In a paper published in Science Advances on Friday, a team led by researchers from Imperial College London described its analysis of Aspergillus fumigatus from air samples collected across the UK. This fungus is released into the air when soil and other organic matter decomposes and is responsible for a human tract respiratory tract infection called aspergillosis, which usually affects immunocompromised patients. The disease can be fatal if left untreated.
Aspergillus has become increasingly resistant to azole antifungals – the most common treatment for aspergillosis – and recent studies suggest that growing azole-based agricultural fungicides may be driving this resistance. That environmentally derived resistance could also contribute to aspergillosis treatment failure in humans. However, the authors said little is known about the extent to which people in the UK are exposed to azole-resistant A. fumigatus (ARAf).
To procure samples from across the country, Jennifer Shelton, a researcher at Imperial College London, put out an online advertisement on social media platforms asking citizens to collect air samples at home. “People from Scotland to Wales and the bottom of the UK responded,” she said.
Shelton sent plates that could trap the fungal spores and asked the 485 participants to place them near their windowsills on specified days and mail them back. The participants collected 1,894 passive air samples on four days over a year: once each in the summer, autumn, winter, and spring, from 2018 to 2019.

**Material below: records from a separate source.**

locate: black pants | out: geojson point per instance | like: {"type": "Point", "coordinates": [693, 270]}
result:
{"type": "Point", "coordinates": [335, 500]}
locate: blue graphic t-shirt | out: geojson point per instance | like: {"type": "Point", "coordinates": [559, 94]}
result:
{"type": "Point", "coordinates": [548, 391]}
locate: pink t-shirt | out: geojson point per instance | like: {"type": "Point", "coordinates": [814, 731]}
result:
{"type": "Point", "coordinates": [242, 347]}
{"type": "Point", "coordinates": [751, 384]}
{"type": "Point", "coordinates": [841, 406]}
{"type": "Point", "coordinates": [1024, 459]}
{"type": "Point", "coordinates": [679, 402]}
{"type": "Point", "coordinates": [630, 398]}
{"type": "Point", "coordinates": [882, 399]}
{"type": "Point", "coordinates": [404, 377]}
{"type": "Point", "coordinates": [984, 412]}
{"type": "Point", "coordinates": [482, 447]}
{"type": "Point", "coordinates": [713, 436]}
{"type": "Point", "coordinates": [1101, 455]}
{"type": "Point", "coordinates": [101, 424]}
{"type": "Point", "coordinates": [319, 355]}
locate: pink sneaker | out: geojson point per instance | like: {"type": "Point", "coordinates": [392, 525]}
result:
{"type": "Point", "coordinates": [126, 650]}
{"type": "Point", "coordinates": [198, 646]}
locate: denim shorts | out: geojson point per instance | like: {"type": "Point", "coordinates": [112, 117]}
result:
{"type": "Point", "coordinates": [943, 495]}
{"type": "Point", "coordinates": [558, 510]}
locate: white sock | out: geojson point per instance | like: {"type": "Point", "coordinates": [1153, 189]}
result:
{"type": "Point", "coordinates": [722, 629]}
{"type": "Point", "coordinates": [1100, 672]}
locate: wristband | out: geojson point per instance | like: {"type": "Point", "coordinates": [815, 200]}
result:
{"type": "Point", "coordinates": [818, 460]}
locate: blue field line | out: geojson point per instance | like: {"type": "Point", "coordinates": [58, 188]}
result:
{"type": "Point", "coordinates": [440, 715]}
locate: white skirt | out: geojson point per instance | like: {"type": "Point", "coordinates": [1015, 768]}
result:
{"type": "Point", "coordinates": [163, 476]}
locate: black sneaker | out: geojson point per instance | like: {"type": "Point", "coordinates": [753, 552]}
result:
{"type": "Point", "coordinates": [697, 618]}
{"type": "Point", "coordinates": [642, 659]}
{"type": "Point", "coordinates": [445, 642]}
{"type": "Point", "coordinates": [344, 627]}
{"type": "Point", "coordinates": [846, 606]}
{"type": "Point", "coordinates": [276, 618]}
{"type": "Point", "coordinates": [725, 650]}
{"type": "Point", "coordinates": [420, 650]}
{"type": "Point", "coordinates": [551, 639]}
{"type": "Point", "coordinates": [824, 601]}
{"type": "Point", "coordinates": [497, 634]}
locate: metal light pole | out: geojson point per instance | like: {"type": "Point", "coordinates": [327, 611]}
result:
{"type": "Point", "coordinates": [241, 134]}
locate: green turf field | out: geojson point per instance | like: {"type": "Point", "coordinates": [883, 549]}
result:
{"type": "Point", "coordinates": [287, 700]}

In the lab, the researchers incubated the samples at 43°C, a highly selective temperature for A. fumigatus, and identified 2,366 Aspergillus colonies from 919 samples. Of those identified, 99 isolates were resistant to the common fungicide tebuconazole. The researchers also found that most of these colonies were resistant to drugs used in the clinic to treat aspergillosis infections, including itraconazole and voriconazole.
The researchers additionally genotyped these environmental samples to examine the genetic basis of their tebuconazole resistance. Azole resistance is typically conferred by mutations within the sterol-demethylase gene cyp51A.
But from this, the researchers reported that 30 percent of the tebuconazole-resistant isolates did not contain any polymorphisms in the cyp51A promoter or coding regions, suggesting the existence of alternative resistance mechanisms. The authors said this was a matter of concern as only a few mutations can be detected by the currently available PCR diagnostic methods.
By comparing their environmental samples to previously published data on patients with aspergillosis, the researchers found that the hallmarks of resistance in their samples were also present in patients. The authors estimated that nearly 40 percent of ARAf infections in patients are acquired from environmental exposure.
While this study only reported aerosolized spores collected in the UK, the authors noted that the exposure is not restricted to the UK. Recruitment of citizen scientists attracted several participants from outside the UK, and air samples from Germany, France, and the Netherlands also grew viable ARAf.
According to Shelton, the next steps are mapping out the landscapes, gardens, and construction sites that could be the potential source of these spores. “Once we know that, we can advise people on how to minimize the exposure to prevent infections,” she said.